L'agence de contre-espionnage britannique MI5, cependant, n'en était pas si sûre et soupçonnait cette parente de l'une des personnes les plus influentes de Grande-Bretagne d’être une espionne bolchévique.
Voyage scandaleux
Le fait d'être la cousine du futur premier ministre britannique n'était pas la seule caractéristique de Clare Sheridan. Elle était en effet une sculptrice célèbre, et ce sont précisément ses activités professionnelles qui l'ont amenée dans la capitale russe.
Après avoir rencontré des représentants d'une délégation commerciale soviétique à Londres en 1920, Clare a admis qu'elle avait toujours aimé la littérature, la musique, la danse et l'art russes et n’a donc pas tardé à être invitée à visiter la Russie.

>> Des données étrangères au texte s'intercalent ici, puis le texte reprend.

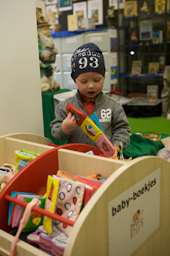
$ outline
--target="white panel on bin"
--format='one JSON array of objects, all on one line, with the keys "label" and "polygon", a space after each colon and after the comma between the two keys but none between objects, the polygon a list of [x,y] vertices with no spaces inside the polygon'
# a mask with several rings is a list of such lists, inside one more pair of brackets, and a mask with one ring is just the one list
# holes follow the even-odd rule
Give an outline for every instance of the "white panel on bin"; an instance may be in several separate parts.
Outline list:
[{"label": "white panel on bin", "polygon": [[108,32],[88,33],[84,35],[84,43],[95,43],[103,52],[109,51]]},{"label": "white panel on bin", "polygon": [[73,53],[73,52],[83,44],[83,35],[66,36],[61,38],[62,53]]},{"label": "white panel on bin", "polygon": [[58,48],[58,54],[61,54],[61,47],[60,47],[60,37],[55,37],[53,38],[53,43],[55,47]]},{"label": "white panel on bin", "polygon": [[63,89],[63,86],[62,86],[62,73],[61,72],[58,72],[58,73],[54,73],[54,80],[55,81],[60,84],[60,88]]},{"label": "white panel on bin", "polygon": [[71,53],[63,54],[63,70],[71,72]]},{"label": "white panel on bin", "polygon": [[60,54],[57,54],[56,56],[55,63],[56,64],[59,71],[61,71],[61,55]]},{"label": "white panel on bin", "polygon": [[64,89],[77,89],[76,84],[71,77],[70,72],[63,72],[63,87]]},{"label": "white panel on bin", "polygon": [[110,90],[109,72],[105,73],[105,79],[104,82],[103,90],[109,90],[109,91]]},{"label": "white panel on bin", "polygon": [[103,53],[106,71],[109,71],[109,53]]}]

Cependant, à l'époque, il était très difficile pour un sujet britannique de s’y rendre. L'intervention de l'Entente en Russie venait à peine de s'achever, et des troupes britanniques demeuraient en Crimée, dernier bastion des armées blanches. De plus, la Grande-Bretagne elle-même, malgré l'ouverture des négociations commerciales, n'était pas pressée de reconnaître officiellement la Russie soviétique.
Visiter le pays des bolcheviks était considéré comme pure folie, mais Sheridan se souciait peu de l'opinion publique. Via Stockholm et Tallinn, « ma cousine sauvage », comme l’évoquait Churchill, a donc pris la direction de Moscou.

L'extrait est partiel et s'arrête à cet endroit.